Keep the backup around until the rebuild succeeds — if rebuild fails, the
user has a safety net.

### 3. Let the scaffolder recreate the empty schema

```bash
# $CLAUDE_PLUGIN_ROOT is not reliably exported to skill shells; fall back to install path.
# Reuse $PAPERWIK_PLUGIN for every command in this skill.
PAPERWIK_PLUGIN="${CLAUDE_PLUGIN_ROOT:-$HOME/.claude/plugins/marketplaces/paperwik}"
del "%USERPROFILE%\Paperwik\.claude\.scaffolded"
uv run "$PAPERWIK_PLUGIN/scripts/scaffold-vault.py"
```

This creates an empty `knowledge.db` with the full schema. The scaffolder is
idempotent for everything except the DB — removing the sentinel forces a
fresh DB init.

### 4. Walk the vault, re-index each file

Glob every `.md` file under `Paperwik/` except the special meta files
(`CLAUDE.md`, `Welcome.md`, `index.md`, `log.md`, `decisions.md`).
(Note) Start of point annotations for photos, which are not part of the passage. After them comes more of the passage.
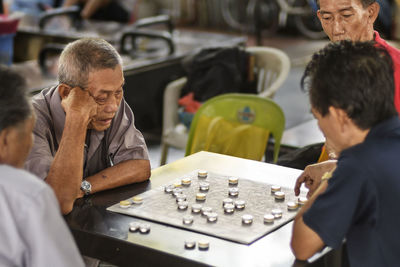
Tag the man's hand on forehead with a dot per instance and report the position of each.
(80, 103)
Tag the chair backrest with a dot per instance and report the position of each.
(273, 68)
(237, 125)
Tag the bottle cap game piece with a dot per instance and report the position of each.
(277, 213)
(124, 204)
(201, 196)
(292, 206)
(269, 218)
(168, 189)
(134, 226)
(275, 188)
(180, 198)
(205, 210)
(144, 228)
(234, 191)
(196, 208)
(233, 180)
(279, 195)
(227, 201)
(202, 174)
(187, 219)
(186, 181)
(212, 217)
(204, 186)
(183, 205)
(137, 200)
(229, 208)
(240, 204)
(302, 200)
(177, 191)
(247, 219)
(190, 244)
(177, 185)
(203, 244)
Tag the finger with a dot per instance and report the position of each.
(299, 182)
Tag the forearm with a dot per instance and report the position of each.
(66, 171)
(305, 242)
(127, 172)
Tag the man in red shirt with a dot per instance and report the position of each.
(348, 20)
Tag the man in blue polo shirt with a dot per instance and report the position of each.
(351, 93)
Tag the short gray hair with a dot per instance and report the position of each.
(365, 3)
(15, 105)
(83, 56)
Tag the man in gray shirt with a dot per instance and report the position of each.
(32, 231)
(85, 138)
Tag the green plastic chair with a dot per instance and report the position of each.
(238, 125)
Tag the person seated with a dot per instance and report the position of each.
(32, 230)
(85, 138)
(351, 93)
(342, 20)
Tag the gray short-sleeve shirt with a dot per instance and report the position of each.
(32, 230)
(121, 142)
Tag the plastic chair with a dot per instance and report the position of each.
(237, 125)
(273, 68)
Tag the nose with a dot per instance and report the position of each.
(337, 27)
(111, 105)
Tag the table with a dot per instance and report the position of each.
(104, 235)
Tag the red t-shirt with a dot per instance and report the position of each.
(395, 54)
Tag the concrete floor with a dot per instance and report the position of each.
(292, 100)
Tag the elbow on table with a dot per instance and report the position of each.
(300, 252)
(146, 173)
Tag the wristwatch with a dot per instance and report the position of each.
(86, 187)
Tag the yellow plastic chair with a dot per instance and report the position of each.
(237, 125)
(273, 67)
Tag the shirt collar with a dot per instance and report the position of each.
(387, 127)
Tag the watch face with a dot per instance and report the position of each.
(86, 187)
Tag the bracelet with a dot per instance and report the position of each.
(326, 176)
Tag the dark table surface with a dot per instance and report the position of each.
(104, 235)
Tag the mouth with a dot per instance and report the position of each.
(104, 122)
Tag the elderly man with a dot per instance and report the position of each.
(85, 138)
(348, 20)
(32, 231)
(351, 94)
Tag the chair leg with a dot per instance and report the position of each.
(164, 153)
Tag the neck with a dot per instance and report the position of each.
(356, 137)
(368, 36)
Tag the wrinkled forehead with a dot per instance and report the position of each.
(335, 5)
(106, 79)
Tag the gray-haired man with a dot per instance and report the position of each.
(85, 138)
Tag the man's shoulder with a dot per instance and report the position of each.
(393, 51)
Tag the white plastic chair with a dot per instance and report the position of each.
(273, 68)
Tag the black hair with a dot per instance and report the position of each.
(15, 105)
(356, 77)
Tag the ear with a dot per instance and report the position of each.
(64, 90)
(319, 15)
(4, 144)
(373, 11)
(340, 117)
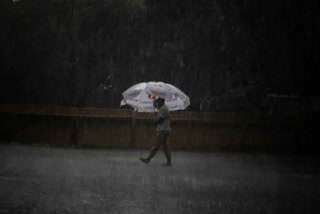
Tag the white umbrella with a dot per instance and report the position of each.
(142, 95)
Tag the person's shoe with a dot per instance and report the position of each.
(167, 164)
(145, 160)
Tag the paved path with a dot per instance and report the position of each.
(67, 180)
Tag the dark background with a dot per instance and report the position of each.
(85, 53)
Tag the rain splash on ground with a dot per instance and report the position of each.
(41, 179)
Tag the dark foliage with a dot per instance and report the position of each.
(86, 52)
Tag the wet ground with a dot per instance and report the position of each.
(39, 179)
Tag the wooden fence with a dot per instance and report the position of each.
(123, 128)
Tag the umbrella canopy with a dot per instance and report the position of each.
(142, 95)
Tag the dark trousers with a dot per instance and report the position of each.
(161, 139)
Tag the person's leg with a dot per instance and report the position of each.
(155, 148)
(166, 148)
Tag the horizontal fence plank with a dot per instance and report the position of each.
(126, 128)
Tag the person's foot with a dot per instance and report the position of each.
(167, 164)
(145, 160)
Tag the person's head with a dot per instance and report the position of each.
(159, 102)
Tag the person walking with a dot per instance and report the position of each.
(163, 129)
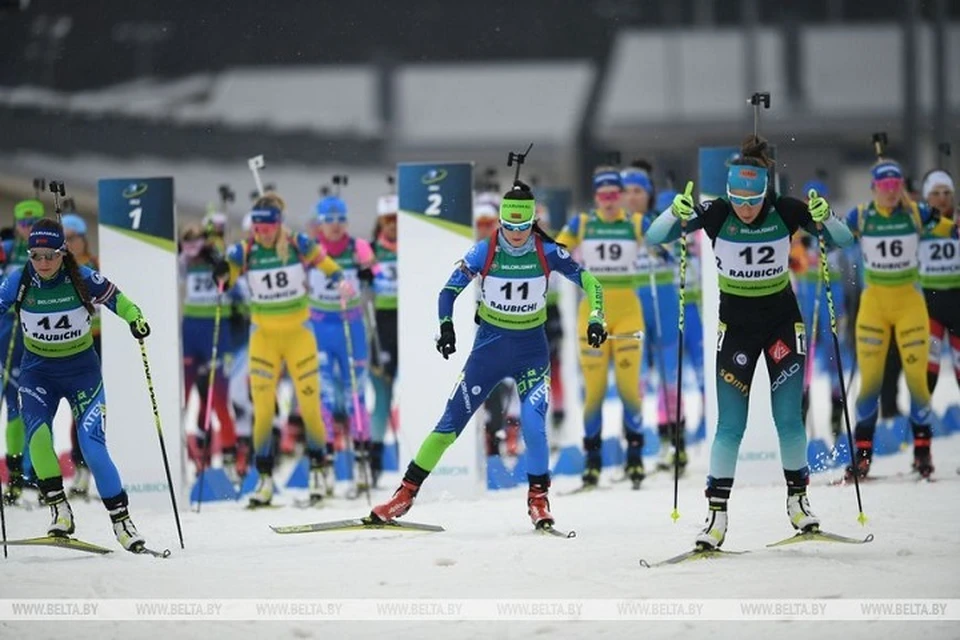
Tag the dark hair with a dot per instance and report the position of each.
(753, 151)
(73, 269)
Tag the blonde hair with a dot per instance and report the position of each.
(272, 200)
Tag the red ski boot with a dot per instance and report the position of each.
(398, 505)
(538, 505)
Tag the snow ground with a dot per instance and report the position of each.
(489, 551)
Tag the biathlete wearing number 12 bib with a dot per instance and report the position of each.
(750, 230)
(608, 238)
(514, 266)
(55, 298)
(275, 264)
(889, 230)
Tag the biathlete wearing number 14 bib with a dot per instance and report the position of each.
(275, 263)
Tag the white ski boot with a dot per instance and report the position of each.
(125, 531)
(263, 494)
(715, 530)
(801, 517)
(61, 515)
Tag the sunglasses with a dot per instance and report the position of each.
(44, 255)
(516, 227)
(745, 200)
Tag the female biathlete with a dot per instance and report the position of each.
(657, 290)
(25, 214)
(355, 259)
(275, 263)
(384, 364)
(514, 266)
(940, 274)
(750, 230)
(55, 299)
(889, 230)
(608, 238)
(199, 253)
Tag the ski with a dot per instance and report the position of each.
(549, 530)
(356, 524)
(141, 550)
(60, 541)
(694, 554)
(820, 536)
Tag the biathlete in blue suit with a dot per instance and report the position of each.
(514, 266)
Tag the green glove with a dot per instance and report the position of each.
(682, 206)
(818, 207)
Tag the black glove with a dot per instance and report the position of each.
(221, 271)
(139, 328)
(447, 342)
(596, 334)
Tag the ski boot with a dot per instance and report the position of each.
(14, 489)
(922, 460)
(861, 465)
(61, 515)
(81, 483)
(398, 505)
(538, 502)
(715, 528)
(263, 494)
(798, 510)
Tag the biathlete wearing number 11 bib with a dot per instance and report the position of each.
(759, 316)
(608, 239)
(275, 264)
(511, 342)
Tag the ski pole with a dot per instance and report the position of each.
(680, 319)
(163, 447)
(355, 393)
(211, 381)
(825, 275)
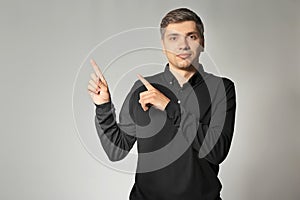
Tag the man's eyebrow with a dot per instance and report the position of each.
(191, 33)
(173, 34)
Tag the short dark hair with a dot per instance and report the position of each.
(180, 15)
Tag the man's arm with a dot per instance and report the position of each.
(116, 139)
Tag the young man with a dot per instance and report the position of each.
(195, 112)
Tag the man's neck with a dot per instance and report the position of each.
(183, 75)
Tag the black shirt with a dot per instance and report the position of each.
(180, 149)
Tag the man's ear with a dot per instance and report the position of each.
(202, 42)
(163, 46)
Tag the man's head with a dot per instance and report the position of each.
(182, 35)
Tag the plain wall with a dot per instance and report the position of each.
(44, 43)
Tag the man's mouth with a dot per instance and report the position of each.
(184, 55)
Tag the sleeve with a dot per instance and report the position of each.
(117, 139)
(212, 141)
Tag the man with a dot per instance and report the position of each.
(197, 111)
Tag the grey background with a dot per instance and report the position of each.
(43, 44)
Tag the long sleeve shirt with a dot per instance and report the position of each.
(179, 149)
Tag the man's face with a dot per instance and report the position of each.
(182, 44)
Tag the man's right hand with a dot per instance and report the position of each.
(97, 87)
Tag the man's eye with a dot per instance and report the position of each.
(193, 37)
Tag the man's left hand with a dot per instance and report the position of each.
(152, 96)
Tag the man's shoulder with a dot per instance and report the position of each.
(210, 77)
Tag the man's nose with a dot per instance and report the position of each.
(183, 44)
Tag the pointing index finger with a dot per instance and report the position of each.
(97, 69)
(145, 82)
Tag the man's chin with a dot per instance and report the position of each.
(184, 64)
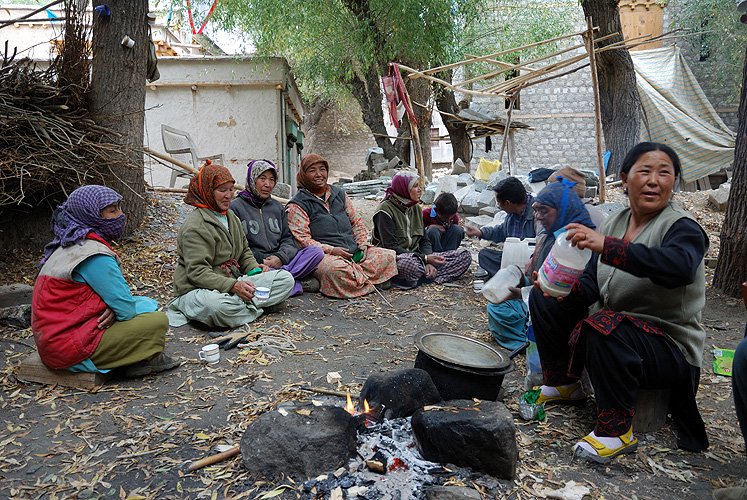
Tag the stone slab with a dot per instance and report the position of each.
(33, 370)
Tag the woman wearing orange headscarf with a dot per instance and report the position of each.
(323, 216)
(210, 282)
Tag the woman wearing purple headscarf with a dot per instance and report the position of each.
(84, 317)
(398, 225)
(265, 225)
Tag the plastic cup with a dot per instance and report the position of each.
(210, 354)
(261, 293)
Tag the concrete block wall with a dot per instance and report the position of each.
(562, 114)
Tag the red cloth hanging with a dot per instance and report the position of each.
(394, 91)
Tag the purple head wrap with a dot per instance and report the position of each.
(81, 214)
(257, 168)
(402, 183)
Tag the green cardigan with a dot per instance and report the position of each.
(203, 245)
(676, 311)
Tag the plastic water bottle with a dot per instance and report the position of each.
(534, 368)
(516, 252)
(496, 289)
(562, 267)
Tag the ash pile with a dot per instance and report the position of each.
(407, 444)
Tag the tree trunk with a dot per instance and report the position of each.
(420, 92)
(369, 97)
(731, 270)
(618, 94)
(316, 112)
(461, 144)
(117, 98)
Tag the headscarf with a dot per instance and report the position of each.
(255, 169)
(80, 214)
(562, 197)
(301, 178)
(202, 185)
(402, 183)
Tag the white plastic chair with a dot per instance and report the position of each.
(179, 142)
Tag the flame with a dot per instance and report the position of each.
(349, 407)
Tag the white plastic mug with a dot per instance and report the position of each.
(210, 354)
(261, 293)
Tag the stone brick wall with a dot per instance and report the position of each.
(561, 111)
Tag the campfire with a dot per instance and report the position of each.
(368, 420)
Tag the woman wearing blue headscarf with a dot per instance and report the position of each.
(555, 206)
(83, 316)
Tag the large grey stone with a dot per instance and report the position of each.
(299, 439)
(282, 190)
(480, 185)
(446, 184)
(465, 179)
(15, 305)
(469, 204)
(480, 435)
(719, 197)
(495, 178)
(402, 392)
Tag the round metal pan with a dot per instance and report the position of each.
(461, 351)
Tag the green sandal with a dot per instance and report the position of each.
(565, 397)
(603, 454)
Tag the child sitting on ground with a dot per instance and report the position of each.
(442, 224)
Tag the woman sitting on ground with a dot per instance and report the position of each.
(398, 225)
(323, 216)
(210, 282)
(84, 317)
(556, 206)
(442, 224)
(645, 284)
(265, 225)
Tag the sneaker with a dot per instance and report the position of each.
(160, 363)
(274, 308)
(405, 284)
(385, 285)
(310, 284)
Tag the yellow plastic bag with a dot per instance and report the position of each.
(485, 168)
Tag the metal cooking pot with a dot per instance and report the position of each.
(461, 367)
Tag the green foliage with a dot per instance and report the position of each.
(722, 43)
(329, 42)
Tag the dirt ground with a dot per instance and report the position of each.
(131, 438)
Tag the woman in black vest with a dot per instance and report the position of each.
(323, 216)
(266, 228)
(632, 318)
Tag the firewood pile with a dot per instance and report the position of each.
(49, 144)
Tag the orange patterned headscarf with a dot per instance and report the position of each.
(203, 184)
(301, 178)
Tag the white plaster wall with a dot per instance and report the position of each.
(228, 106)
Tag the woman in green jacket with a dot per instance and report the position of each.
(211, 283)
(398, 225)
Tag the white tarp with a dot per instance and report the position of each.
(679, 114)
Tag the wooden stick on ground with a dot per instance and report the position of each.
(213, 459)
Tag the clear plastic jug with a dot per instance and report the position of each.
(562, 267)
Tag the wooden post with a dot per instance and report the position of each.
(506, 129)
(589, 41)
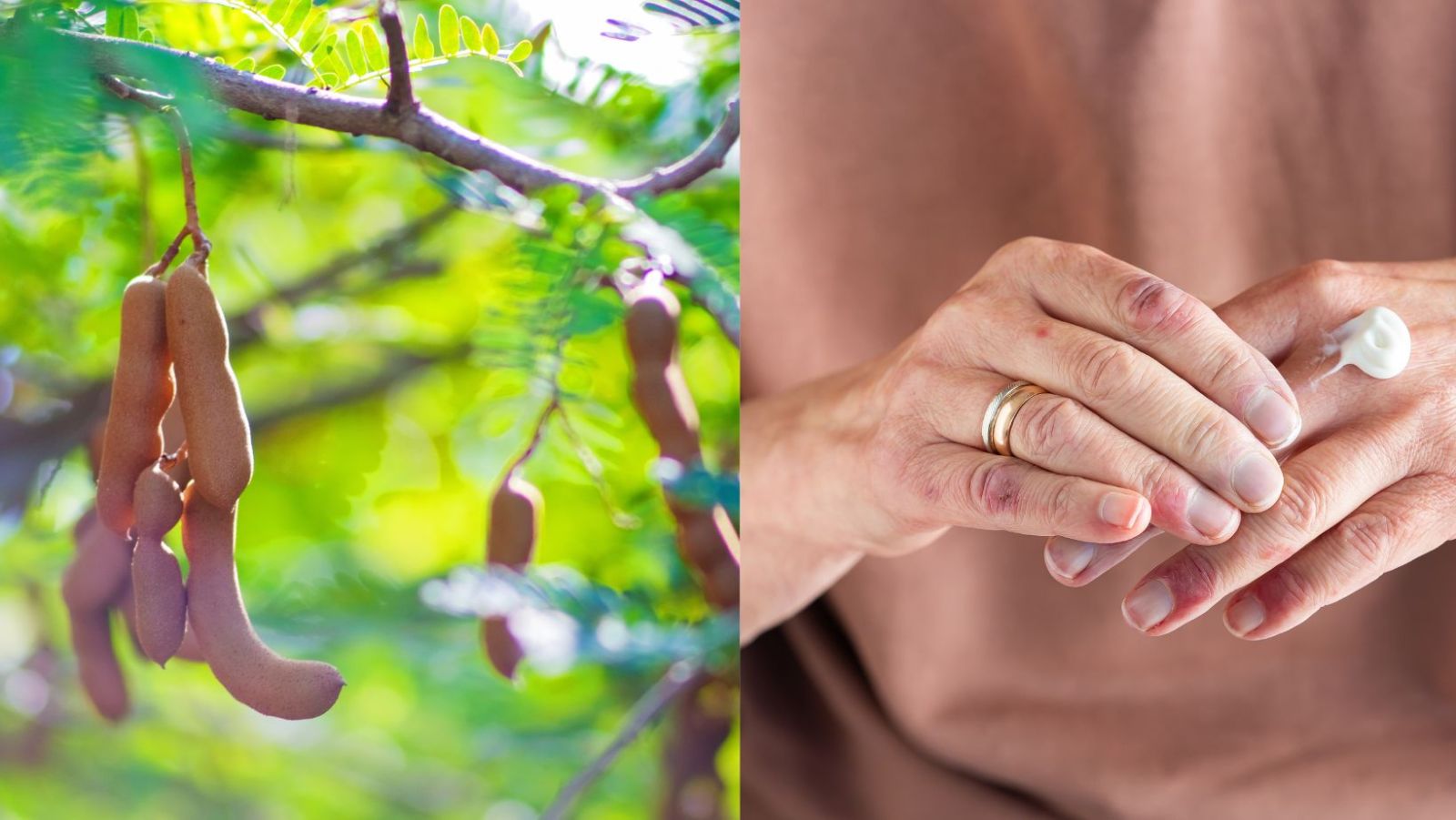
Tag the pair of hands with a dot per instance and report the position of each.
(1164, 414)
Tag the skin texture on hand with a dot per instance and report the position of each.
(1157, 412)
(1369, 484)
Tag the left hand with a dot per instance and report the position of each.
(1369, 484)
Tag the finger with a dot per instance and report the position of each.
(970, 488)
(1390, 531)
(1077, 562)
(1149, 402)
(1065, 437)
(1062, 436)
(1121, 302)
(1322, 485)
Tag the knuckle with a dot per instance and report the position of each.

For
each file, call the indexer:

```bash
uv run "$PAPERWIK_PLUGIN/scripts/index_source.py" --source "<path>" --project "<folder name>"
```

Report progress every 50 files: *"Rebuilt X of Y files, Z chunks indexed so
far..."*

### 5. Rebuild project centroids

After all chunks are indexed, compute each project's average embedding
across its chunks and store as `centroid_embedding`:

```bash
# Export PAPERWIK_PLUGIN so the inline Python can pick it up too
export PAPERWIK_PLUGIN="${CLAUDE_PLUGIN_ROOT:-$HOME/.claude/plugins/marketplaces/paperwik}"
uv run python -c "
from pathlib import Path
import os, sqlite3
import sys
sys.path.insert(0, os.environ.get('CLAUDE_PLUGIN_ROOT', os.environ['PAPERWIK_PLUGIN']) + '/scripts')
from embeddings import from_blob, mean_vector, to_blob

db = Path(os.environ['USERPROFILE']) / 'Paperwik' / 'knowledge.db'
conn = sqlite3.connect(str(db))
for row in conn.execute('SELECT DISTINCT project FROM chunks').fetchall():
    project = row[0]
    chunks = conn.execute('SELECT embedding FROM chunks WHERE project=? AND embedding IS NOT NULL', (project,)).fetchall()
    vecs = [from_blob(c[0]) for c in chunks if c[0]]
    if vecs:
        centroid = mean_vector(vecs)
        conn.execute('UPDATE projects SET centroid_embedding=? WHERE name=?', (to_blob(centroid), project))
conn.commit()
conn.close()
print('Centroids rebuilt.')
"
```

### 6. Verify and clean up

Run a smoke query against the rebuilt DB:

```bash
uv run "$PAPERWIK_PLUGIN/scripts/search.py" "test query from rebuild" 3
```

If the smoke test returns ≥1 result, delete the backup:

```bash
del "%USERPROFILE%\Paperwik\knowledge.db.bak-<timestamp>"
```

If it returns zero results, restore the backup and tell the user the
rebuild failed with the specific error:

```bash
move knowledge.db.bak-<timestamp> knowledge.db
```

### 7. Append to log.md

```
## [YYYY-MM-DD HH:MM] rebuild-index | N files reprocessed, M chunks indexed
```

## Rules

- **Never touch `.md` files during a rebuild.** The markdown is the source
  of truth; any edits during rebuild indicate a bug.
- **Always keep the `.bak` until the rebuild is verified.**
- **If rebuild takes longer than 15 minutes**, checkpoint progress and let
  the user interrupt gracefully.
- **Cost transparency:** before starting, estimate the Claude-API token
  cost for entity extraction (count chunks × ~1K tokens each) and show it
  to the user: *"Rebuild will use approximately X,000 Claude API tokens.
  Proceed?"* — especially important if the vault is large.